Debt assists a business until the business has trouble paying it off, either with new capital or with free cash flow. If things get really bad, the lenders can take control of the business. While that is not too common, we often do see indebted companies permanently diluting shareholders because lenders force them to raise capital at a distressed price. Of course, the upside of debt is that it often represents cheap capital, especially when it replaces dilution in a company with the ability to reinvest at high rates of return. When we examine debt levels, we first consider both cash and debt levels, together.
See our latest analysis for Wag! Group
What Is Wag! Group's Debt?
You can click the graphic below for the historical numbers, but it shows that as of December 2023 Wag! Group had US$27.4m of debt, an increase on US$26.2m, over one year. However, it also had US$18.3m in cash, and so its net debt is US$9.09m.
A Look At Wag! Group's Liabilities
The latest balance sheet data shows that Wag! Group had liabilities of US$18.4m due within a year, and liabilities of US$26.7m falling due after that. On the other hand, it had cash of US$18.3m and US$10.0m worth of receivables due within a year. So it has liabilities totalling US$16.7m more than its cash and near-term receivables, combined.
Of course, Wag! Group has a market capitalization of US$91.6m, so these liabilities are probably manageable. Having said that, it's clear that we should continue to monitor its balance sheet, lest it change for the worse. The balance sheet is clearly the area to focus on when you are analysing debt. But it is future earnings, more than anything, that will determine Wag! Group's ability to maintain a healthy balance sheet going forward. So if you're focused on the future you can check out this free report showing analyst profit forecasts.

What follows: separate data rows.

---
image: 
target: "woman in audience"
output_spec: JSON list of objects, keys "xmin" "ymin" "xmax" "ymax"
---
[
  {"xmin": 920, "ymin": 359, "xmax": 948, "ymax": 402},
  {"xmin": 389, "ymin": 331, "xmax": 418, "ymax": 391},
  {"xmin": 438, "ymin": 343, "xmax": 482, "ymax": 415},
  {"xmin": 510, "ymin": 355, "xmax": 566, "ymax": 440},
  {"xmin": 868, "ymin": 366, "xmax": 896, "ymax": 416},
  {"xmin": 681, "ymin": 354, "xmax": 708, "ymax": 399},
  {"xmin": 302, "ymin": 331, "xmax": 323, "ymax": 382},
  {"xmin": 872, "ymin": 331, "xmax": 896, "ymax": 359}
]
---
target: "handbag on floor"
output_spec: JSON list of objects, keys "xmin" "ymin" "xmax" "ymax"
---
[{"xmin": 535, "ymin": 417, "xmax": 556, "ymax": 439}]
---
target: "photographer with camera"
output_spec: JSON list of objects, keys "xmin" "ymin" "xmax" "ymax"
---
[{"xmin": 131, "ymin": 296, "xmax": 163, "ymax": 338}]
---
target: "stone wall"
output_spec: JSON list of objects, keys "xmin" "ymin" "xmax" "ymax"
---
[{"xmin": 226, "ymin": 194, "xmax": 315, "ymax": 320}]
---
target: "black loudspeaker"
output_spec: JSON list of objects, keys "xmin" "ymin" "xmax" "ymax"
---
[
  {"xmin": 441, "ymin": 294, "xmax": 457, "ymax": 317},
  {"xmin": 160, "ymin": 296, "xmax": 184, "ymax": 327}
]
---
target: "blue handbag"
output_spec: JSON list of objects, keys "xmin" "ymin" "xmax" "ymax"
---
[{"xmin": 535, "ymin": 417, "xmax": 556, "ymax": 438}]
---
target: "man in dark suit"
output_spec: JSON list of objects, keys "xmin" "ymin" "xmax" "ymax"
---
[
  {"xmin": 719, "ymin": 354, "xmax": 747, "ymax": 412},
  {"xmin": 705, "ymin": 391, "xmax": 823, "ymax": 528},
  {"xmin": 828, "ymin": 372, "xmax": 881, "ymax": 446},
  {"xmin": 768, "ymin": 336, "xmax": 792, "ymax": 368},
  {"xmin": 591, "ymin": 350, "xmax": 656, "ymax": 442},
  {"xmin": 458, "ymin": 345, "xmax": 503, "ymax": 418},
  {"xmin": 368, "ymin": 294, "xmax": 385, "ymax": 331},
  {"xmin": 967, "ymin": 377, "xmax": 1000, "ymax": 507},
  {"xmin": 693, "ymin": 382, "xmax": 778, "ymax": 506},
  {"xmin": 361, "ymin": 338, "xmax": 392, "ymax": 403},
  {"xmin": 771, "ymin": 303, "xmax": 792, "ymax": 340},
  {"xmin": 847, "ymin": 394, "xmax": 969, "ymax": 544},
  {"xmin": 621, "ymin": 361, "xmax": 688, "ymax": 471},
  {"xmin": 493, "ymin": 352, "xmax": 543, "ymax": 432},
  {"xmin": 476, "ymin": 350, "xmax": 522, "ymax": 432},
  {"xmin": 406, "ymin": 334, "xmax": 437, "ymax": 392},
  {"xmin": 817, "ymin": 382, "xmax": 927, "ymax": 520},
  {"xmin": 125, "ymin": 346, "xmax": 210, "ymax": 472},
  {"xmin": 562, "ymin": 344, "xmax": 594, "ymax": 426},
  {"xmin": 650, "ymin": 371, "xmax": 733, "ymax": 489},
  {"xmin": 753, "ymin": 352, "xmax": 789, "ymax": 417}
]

Over 12 months, Wag! Group reported revenue of US$84m, which is a gain of 53%, although it did not report any earnings before interest and tax. Shareholders probably have their fingers crossed that it can grow its way to profits.
Caveat Emptor
Despite the top line growth, Wag! Group still had an earnings before interest and tax (EBIT) loss over the last year. Indeed, it lost US$6.7m at the EBIT level. Considering that alongside the liabilities mentioned above does not give us much confidence that company should be using so much debt. Quite frankly we think the balance sheet is far from match-fit, although it could be improved with time. Another cause for caution is that is bled US$6.8m in negative free cash flow over the last twelve months. So suffice it to say we consider the stock very risky. When analysing debt levels, the balance sheet is the obvious place to start. But ultimately, every company can contain risks that exist outside of the balance sheet. We've identified 3 warning signs with Wag! Group , and understanding them should be part of your investment process.
When all is said and done, sometimes its easier to focus on companies that don't even need debt. Readers can access a list of growth stocks with zero net debt 100% free, right now.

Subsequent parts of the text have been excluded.